RegWrite (1 bit) Determines whether data is written on the next rising edge of the clock.
clk (1 bit) Input for the clock. This can be sent into subcircuits or attached directly to the clock inputs of memory units in Logisim, but should not otherwise be gated (i.e., do not invert it, do not and it with anything, etc.).

The register file also has the following six outputs:

Reg 0 value (16 bits) Always driven with the value of register 0. This is primarily for grading & debugging; if you were really designing a register file you would probably omit this output.
Reg 1 value (16 bits) Always driven with the value of register 1. This is primarily for grading & debugging; if you were really designing a register file you would probably omit this output.
Reg 2 value (16 bits) Always driven with the value of register 2. This is primarily for grading & debugging; if you were really designing a register file you would probably omit this output.
Reg 3 value (16 bits) Always driven with the value of register 3. This is primarily for grading & debugging; if you were really designing a register file you would probably omit this output.
Read Data 1 (16 bits) Driven with the value of the register identified by the Read register 1 input.
Read Data 2 (16 bits) Driven with the value of the register identified by the Read register 2 input.
You can make any modifications to Regfile.circ you want, but the outputs must obey the behavior specified above. In addition, your Regfile.circ that you submit must fit into the Regfile-harness.circ file we have provided for you. This means that you should take care to not reorder inputs or outputs, though you can move them around if you need more space or something. A circuit like Regfile-harness.circ will be used to test your register file for grading. You should download a fresh copy of Regfile-harness.circ and make sure your Regfile.circ is cleanly loaded before submitting.

Arithmetic Logic Unit (ALU)

You will also design an ALU that your processor can use to do math. You will tell your ALU what operation to perform, and it will drive the result with the result of that operation.

We have provided a skeleton of an ALU for you in alu.circ. It has three inputs:

X (16 bits) Data to use for X in the ALU operation.
Y (16 bits) Data to use for Y in the ALU operation.
switch (S) (3 bits) Selects what operation the ALU should perform (see below).

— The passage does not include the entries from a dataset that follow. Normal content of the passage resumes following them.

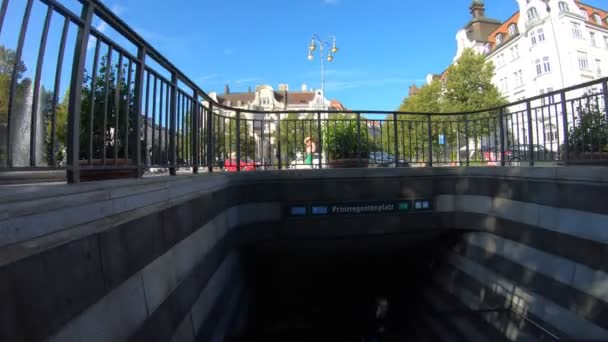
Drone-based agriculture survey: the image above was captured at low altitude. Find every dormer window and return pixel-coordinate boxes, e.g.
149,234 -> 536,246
496,33 -> 502,45
593,13 -> 602,26
528,7 -> 538,20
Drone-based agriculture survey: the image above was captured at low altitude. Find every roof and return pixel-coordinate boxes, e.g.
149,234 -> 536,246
218,91 -> 315,106
576,1 -> 608,28
488,11 -> 519,48
287,91 -> 315,105
488,1 -> 608,49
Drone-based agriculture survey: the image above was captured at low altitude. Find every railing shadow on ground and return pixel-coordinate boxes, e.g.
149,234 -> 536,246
0,0 -> 608,183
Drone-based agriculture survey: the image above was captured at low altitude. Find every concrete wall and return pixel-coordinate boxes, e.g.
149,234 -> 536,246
0,168 -> 608,341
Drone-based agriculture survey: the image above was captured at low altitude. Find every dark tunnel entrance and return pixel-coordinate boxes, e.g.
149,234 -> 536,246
241,232 -> 460,341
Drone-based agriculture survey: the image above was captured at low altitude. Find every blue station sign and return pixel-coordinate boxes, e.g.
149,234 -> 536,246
286,199 -> 432,217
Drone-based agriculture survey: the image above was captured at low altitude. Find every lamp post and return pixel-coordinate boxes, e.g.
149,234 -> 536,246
308,34 -> 338,106
542,0 -> 566,89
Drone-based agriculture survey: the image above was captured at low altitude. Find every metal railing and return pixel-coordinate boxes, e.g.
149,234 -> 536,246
0,0 -> 608,182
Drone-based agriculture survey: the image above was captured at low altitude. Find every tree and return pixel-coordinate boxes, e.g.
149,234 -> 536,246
276,113 -> 320,165
383,49 -> 507,162
568,103 -> 608,153
80,56 -> 136,160
0,45 -> 31,165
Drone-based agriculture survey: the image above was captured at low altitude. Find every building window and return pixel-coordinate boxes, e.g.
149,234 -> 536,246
545,123 -> 559,142
513,70 -> 524,87
500,77 -> 509,93
496,33 -> 502,45
536,57 -> 551,76
543,57 -> 551,73
578,53 -> 589,71
536,28 -> 545,43
530,28 -> 545,45
528,7 -> 538,20
540,88 -> 555,106
572,23 -> 583,39
593,13 -> 602,26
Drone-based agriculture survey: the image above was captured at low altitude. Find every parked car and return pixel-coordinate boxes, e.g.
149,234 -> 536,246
369,151 -> 410,167
224,158 -> 256,172
505,144 -> 558,164
288,153 -> 319,170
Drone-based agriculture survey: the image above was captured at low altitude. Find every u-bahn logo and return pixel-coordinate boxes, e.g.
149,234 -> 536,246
286,199 -> 432,217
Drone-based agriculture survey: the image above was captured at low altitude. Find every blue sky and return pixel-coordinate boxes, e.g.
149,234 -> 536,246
0,0 -> 607,110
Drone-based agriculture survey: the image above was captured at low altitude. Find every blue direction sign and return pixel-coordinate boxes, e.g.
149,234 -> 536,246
286,199 -> 432,217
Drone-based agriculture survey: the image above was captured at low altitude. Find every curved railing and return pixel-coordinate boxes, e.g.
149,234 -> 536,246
0,0 -> 608,182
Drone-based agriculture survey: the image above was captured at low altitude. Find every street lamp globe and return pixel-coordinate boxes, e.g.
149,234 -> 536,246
308,39 -> 317,52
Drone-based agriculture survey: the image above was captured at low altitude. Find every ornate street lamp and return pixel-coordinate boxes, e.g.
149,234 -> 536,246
308,34 -> 338,105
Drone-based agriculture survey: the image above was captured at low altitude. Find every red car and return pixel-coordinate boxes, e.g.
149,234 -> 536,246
224,159 -> 255,172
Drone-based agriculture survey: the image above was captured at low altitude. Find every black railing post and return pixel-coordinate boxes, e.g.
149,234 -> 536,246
207,100 -> 215,172
277,113 -> 283,170
526,100 -> 534,166
466,114 -> 471,167
427,114 -> 433,167
357,113 -> 363,167
132,47 -> 146,177
498,107 -> 507,166
66,2 -> 95,183
190,89 -> 201,173
556,89 -> 575,164
167,72 -> 177,176
602,78 -> 608,120
393,113 -> 399,167
317,112 -> 323,169
236,110 -> 240,172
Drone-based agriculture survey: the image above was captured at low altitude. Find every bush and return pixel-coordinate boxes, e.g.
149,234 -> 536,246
323,115 -> 371,160
568,105 -> 608,152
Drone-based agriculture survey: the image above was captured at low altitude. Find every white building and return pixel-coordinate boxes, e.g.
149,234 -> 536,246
205,84 -> 346,163
427,0 -> 608,155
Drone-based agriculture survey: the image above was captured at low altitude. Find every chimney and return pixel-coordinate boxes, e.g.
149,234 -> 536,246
469,0 -> 486,18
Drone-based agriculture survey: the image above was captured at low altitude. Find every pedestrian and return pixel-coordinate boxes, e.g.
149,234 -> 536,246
304,137 -> 317,165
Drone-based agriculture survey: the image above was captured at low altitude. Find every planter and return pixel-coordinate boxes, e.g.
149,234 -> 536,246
80,158 -> 138,182
329,158 -> 369,169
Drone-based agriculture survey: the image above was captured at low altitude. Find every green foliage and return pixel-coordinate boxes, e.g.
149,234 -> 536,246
323,114 -> 372,160
279,113 -> 319,165
80,56 -> 135,160
214,116 -> 256,162
568,104 -> 608,152
383,49 -> 507,161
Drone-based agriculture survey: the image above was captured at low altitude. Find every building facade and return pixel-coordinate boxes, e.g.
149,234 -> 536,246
427,0 -> 608,102
209,84 -> 346,165
427,0 -> 608,155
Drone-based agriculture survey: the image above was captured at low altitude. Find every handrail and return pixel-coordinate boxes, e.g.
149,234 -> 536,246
0,0 -> 608,182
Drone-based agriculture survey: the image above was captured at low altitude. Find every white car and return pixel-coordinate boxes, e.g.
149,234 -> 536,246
288,153 -> 319,170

The ALU also has three outputs:

signed overflow (1 bit) High iff the operation was an addition or subtraction, and there was signed overflow.
Result (16 bits) Result of the ALU operation.
equal (1 bit) High iff the two inputs X and Y are equal.

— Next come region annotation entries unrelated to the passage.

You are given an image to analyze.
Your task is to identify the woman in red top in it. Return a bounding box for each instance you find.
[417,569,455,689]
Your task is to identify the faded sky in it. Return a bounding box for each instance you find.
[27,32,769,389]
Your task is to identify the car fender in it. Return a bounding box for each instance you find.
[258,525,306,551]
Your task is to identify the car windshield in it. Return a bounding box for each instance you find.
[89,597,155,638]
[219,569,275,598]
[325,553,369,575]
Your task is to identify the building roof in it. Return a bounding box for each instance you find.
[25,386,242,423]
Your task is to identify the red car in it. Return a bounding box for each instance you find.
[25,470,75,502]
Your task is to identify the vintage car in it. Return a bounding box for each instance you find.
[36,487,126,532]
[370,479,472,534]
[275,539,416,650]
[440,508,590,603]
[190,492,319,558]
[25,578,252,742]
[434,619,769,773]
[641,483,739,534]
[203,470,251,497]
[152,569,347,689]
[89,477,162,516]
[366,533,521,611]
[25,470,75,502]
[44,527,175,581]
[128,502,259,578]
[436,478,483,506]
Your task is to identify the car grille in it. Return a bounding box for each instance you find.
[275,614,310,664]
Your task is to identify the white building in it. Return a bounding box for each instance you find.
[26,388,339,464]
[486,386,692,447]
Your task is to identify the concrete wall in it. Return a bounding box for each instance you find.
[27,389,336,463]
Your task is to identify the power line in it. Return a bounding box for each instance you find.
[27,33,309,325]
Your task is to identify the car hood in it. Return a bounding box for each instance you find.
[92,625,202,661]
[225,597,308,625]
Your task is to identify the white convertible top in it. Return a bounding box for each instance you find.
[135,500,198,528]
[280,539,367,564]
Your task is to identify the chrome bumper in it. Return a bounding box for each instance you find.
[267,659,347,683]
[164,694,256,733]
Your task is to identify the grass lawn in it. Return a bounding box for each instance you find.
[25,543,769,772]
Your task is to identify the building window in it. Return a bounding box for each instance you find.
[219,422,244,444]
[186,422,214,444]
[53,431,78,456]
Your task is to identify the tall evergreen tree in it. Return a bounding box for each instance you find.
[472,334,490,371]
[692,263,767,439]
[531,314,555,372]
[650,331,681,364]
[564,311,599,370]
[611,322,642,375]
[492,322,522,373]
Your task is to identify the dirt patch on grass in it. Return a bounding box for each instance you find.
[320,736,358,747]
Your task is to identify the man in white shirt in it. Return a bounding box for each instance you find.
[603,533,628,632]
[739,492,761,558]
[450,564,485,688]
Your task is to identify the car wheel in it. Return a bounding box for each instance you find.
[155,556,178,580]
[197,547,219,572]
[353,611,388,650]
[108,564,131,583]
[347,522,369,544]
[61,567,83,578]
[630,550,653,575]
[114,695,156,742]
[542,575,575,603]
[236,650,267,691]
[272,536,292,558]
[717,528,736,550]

The operation you should perform is given by the following table:

switch meaning
0 or: result = X | Y
1 and: result = X & Y
2 add: result = X + Y
3 sub: result = X - Y
4 sllv: result = X << Y
5 srlv: result = X >> Y (zero-fill)
6 srav: result = X >> Y (sign-fill)
7 slt: result = (X < Y) ? 1 : 0 (treat X and Y as signed)

You can assume for shift operations that Y will be positive and less than 16

The same instructions as the register file regarding rearranging inputs and outputs apply for the ALU. In particular, you should ensure that your ALU is correctly loaded by a fresh copy of alu-harness.circ before you submit.

You will submit your ALU and register file for part 1. For part 2, which we expect to be more time-consuming, you will submit your completed processor.

Part 2, due April 17 (85%)

Processor

We have provided a skeleton for your processor in cpu.circ along with a testing harness in cpu-harness.circ. Your completed processor should implement the ISA detailed below in the section "Instruction Set Architecture (ISA)", using a two-cycle pipeline. It will interact with our harness through two inputs, and 10 outputs.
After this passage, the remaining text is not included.